Don't cut them - if you pull by the wire most probably the wire will pull the potting, whatever it is, tar or epoxy, with it. Then you pull the second wire. This may just yank the whole gut with it. If it doesn't, you just push it out. If the wire does not pull easily (sometimes it happens) scoop out the epoxy or drill it out.
#10

Morzh, the line caps he was referring to are molded bakelite so they will have to be cut open to insert the replacement. They are the type that look like large molded micas.
#11

Ah those....I thought you referred to those in your photos. Yes molded mica-likes may have to be cut. Not sure how convenient it is and whether it is easy to do, this is why they are molded - the outside is some sort of resin or epoxy and I am not sure it will easily lend itself to cutting. I think it will crack and go in pieces.

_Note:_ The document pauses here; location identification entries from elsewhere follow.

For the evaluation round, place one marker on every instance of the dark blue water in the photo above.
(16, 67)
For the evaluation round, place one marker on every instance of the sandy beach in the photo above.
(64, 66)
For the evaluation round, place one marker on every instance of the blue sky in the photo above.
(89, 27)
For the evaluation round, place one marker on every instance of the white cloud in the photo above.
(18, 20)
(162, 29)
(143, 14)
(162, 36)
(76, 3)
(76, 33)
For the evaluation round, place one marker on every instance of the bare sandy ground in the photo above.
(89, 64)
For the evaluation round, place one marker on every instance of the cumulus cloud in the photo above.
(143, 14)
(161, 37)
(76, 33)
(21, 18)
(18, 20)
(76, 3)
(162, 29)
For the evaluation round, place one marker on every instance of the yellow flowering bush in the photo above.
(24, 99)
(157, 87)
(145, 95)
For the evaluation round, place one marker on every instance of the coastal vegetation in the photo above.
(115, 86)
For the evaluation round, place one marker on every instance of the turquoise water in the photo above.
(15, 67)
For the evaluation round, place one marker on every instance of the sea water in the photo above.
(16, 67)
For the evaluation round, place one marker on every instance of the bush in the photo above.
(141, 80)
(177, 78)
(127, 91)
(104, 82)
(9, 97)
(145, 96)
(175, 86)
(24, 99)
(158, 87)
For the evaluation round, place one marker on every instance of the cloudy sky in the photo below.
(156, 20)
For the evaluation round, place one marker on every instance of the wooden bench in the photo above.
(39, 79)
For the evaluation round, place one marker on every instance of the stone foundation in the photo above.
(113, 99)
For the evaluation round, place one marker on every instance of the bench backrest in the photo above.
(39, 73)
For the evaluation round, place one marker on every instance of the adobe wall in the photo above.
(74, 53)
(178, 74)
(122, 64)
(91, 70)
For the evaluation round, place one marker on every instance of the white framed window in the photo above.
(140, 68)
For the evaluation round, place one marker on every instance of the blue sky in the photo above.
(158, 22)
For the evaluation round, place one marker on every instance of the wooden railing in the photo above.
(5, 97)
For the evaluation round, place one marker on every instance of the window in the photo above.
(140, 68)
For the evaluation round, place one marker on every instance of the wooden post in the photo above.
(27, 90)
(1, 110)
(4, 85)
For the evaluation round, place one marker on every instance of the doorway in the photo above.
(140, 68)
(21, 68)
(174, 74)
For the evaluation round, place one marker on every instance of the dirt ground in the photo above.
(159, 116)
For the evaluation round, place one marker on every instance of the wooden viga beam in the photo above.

I would just replace it with a suitable cap. As much as I like to get as authentic as possible, I easily compromise when I see that the effort is disproportionate.
#12

I wasnt planning on restuffing the wax capacitors because if you zoom in on the pic you can see that the smoke and heat messed up the outer coating of the capacitors so they have bumps in them and it is hard to read if not impossible to read the values on most of them anyway. Doesn't look to clean in there with those caps there.
So your saying those block like caps are Y rated, but I can use ceramic or film caps not mica? I will have to make sure I find some of those for those two then. Thanks for everyones input.
#13

Those that are used as AC Line Filter. They can be any. Typically those across L and N are film and should be X-rated. Those that are across L and Chassis or N and Chassis are usually ceramic and should be Y-rated.

Rule of a thumb - Anything that touches L or N on one side and Chassis or anything user-touchable on another should be Y-rated.
#14

I have a dumb question. I have looked up the capactitors for the radio online and no one ever asked if they are ac or dc caps. I called a local electronics store and they said they needed to know if I need ac or dc caps to tell me if they ad it or not. Consudering online it wasnt an issue I am wondering, were they just to lazy to look up a cap or is it actually an issue? The schematics dont specify. Thanks.
#15

There is no such thing as AC or DC cap. Periode.

Now if you mean the caps some of which show DC working voltage and some AC - yes, that does exist.
Typically AC rating is shown with AC line filter caps.